During this crisis, there had been ongoing conflicting reports on how much air the trapped crew of AS28 had to survive on. Bubblehead noted this here in a Reuters article from early Saturday:
"We must complete the operation in 24 hours because the supply of air on board is not without limit," Interfax news agency quoted the deputy chief of navy staff, Vladimir Pepelyaev, as saying.
"It is believed that there is still enough air for slightly more than 24 hours," Pepelyaev added. Initial offical reports said the AS-28, itself a rescue vessel, ran into trouble when its propeller became entangled in fishing nets during a military exercise. They said it had five days' supply of air -- more than enough for any rescue mission.

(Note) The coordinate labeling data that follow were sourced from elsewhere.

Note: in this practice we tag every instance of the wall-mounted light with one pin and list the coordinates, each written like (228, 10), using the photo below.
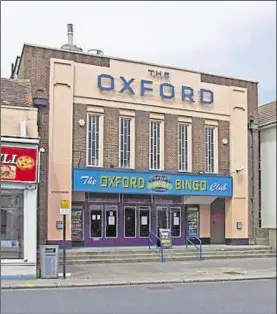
(239, 169)
(82, 122)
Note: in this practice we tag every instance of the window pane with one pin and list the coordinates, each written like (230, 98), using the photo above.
(12, 224)
(125, 142)
(111, 222)
(209, 149)
(96, 221)
(175, 221)
(155, 144)
(193, 222)
(93, 140)
(144, 222)
(130, 222)
(183, 147)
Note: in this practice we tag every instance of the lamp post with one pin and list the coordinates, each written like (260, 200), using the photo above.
(253, 127)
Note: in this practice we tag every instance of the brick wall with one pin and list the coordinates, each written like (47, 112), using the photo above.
(253, 168)
(223, 150)
(35, 65)
(16, 92)
(79, 136)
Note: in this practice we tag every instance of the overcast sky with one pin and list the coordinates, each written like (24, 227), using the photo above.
(228, 38)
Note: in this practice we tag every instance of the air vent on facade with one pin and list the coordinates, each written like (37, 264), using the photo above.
(96, 51)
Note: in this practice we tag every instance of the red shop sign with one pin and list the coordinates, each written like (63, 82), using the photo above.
(19, 164)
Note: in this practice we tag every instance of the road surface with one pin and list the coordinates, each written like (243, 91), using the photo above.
(257, 297)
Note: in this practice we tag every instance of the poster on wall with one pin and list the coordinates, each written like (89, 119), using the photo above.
(165, 236)
(193, 222)
(77, 222)
(19, 164)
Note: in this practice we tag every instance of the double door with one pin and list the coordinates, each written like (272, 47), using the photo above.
(169, 218)
(103, 221)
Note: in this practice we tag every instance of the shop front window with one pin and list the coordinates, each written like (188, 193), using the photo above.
(12, 224)
(144, 222)
(193, 221)
(175, 221)
(130, 223)
(96, 221)
(111, 221)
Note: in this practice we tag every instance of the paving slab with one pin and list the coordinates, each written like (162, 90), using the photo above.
(155, 273)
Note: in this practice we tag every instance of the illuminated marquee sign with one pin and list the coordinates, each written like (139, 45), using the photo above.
(19, 164)
(100, 181)
(107, 83)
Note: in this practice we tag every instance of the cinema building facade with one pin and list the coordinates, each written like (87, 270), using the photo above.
(135, 147)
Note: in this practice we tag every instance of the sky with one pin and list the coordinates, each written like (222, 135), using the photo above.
(230, 38)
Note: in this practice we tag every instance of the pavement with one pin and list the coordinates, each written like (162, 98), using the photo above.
(238, 297)
(97, 275)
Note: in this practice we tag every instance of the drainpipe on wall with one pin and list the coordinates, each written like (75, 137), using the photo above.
(253, 126)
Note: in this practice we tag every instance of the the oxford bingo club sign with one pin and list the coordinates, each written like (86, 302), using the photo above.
(19, 164)
(143, 87)
(93, 180)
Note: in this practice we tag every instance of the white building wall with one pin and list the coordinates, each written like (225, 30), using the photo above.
(24, 268)
(268, 176)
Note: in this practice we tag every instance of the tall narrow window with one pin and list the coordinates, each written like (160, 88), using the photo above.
(93, 140)
(155, 145)
(183, 147)
(125, 143)
(210, 149)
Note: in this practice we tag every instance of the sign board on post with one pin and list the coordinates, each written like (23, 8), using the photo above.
(19, 164)
(65, 204)
(165, 236)
(64, 209)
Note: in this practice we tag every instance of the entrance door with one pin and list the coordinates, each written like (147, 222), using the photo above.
(218, 222)
(193, 221)
(96, 222)
(162, 218)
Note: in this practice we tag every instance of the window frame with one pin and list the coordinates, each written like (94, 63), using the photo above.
(136, 224)
(188, 133)
(107, 209)
(160, 145)
(131, 144)
(94, 208)
(100, 140)
(207, 148)
(144, 208)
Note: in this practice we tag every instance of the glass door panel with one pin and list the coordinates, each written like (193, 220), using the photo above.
(96, 222)
(175, 221)
(130, 222)
(111, 221)
(162, 218)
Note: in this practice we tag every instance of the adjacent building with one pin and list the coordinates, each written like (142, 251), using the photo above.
(19, 180)
(134, 147)
(267, 134)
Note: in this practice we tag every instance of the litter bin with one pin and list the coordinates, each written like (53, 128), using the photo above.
(49, 261)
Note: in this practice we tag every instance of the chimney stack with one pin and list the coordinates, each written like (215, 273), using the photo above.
(69, 45)
(70, 34)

However, about 1100 BST on Friday, naval spokesman Igor Dygalo said the trapped vessel had only 24 hours' worth of air left. There was no official explanation why estimates of air remaining still stood at 24 hours on Saturday morning.
This submersible was primarily submarine rescue vehicle and therefore the crew would have been trained in all aspects of submarine rescue problems, including air quality and conservation. Once the crew knew that they needed to await outside rescue that training would have kicked in and may have been what pushed the air supply to the more optimistic estimates.

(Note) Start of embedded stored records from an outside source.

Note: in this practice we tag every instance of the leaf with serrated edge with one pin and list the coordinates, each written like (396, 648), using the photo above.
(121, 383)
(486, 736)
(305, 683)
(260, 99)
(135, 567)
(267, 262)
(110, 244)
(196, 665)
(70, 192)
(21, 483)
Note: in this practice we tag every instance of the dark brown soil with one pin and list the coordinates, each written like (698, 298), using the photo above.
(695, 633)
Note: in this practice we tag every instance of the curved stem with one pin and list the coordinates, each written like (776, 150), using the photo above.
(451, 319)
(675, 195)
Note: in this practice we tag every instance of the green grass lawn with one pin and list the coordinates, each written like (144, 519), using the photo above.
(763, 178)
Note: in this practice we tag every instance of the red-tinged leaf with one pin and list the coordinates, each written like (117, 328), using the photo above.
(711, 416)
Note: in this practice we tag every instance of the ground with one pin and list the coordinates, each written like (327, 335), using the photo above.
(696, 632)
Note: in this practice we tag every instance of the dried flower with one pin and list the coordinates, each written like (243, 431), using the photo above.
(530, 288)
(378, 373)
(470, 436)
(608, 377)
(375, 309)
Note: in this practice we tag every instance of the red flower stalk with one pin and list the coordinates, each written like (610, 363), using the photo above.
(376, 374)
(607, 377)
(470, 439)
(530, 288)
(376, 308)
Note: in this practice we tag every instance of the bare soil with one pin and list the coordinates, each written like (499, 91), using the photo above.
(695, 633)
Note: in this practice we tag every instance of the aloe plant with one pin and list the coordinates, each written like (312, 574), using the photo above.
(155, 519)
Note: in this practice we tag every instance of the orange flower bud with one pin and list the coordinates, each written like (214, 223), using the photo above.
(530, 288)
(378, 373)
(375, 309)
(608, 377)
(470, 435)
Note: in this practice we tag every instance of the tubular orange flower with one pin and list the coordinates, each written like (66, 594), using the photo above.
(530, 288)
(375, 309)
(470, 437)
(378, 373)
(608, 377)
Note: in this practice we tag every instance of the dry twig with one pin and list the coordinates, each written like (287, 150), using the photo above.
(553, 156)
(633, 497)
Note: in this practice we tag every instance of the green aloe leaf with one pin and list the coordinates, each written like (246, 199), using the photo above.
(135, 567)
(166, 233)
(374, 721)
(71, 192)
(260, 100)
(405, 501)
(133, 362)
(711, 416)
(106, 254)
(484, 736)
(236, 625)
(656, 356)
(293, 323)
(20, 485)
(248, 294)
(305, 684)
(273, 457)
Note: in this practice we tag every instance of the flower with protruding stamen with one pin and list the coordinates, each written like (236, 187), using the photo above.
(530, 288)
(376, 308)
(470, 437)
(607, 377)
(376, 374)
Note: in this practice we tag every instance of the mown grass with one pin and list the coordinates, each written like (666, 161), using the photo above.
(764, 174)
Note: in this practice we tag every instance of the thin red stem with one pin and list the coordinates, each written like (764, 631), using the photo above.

If my experience with doing restoration work on the old Soviet Juliett 484 is any indication the Russians kept an ample supply of lithium hydroxide for CO2 absorption. They may also have kept chlorite candles chemically similar to what is in an OBA for emergency O2 generation on board their submarines. It would be reasonable to think that this practice would include a submarine rescue submersible if not for its own use then to supplement a submarine on the bottom. Any submarine rescue vehicle would require multiple trips to a stricken submarine to effect a complete crew rescue.
As far as the political air is concerned, Putin and some Russian admirals can get some sleep tonight. It would have been a political crisis similar to that of the Kursk if things had come out differently, for the sake of the AS-28 crew, thank god and the Brits ROV team it didn't.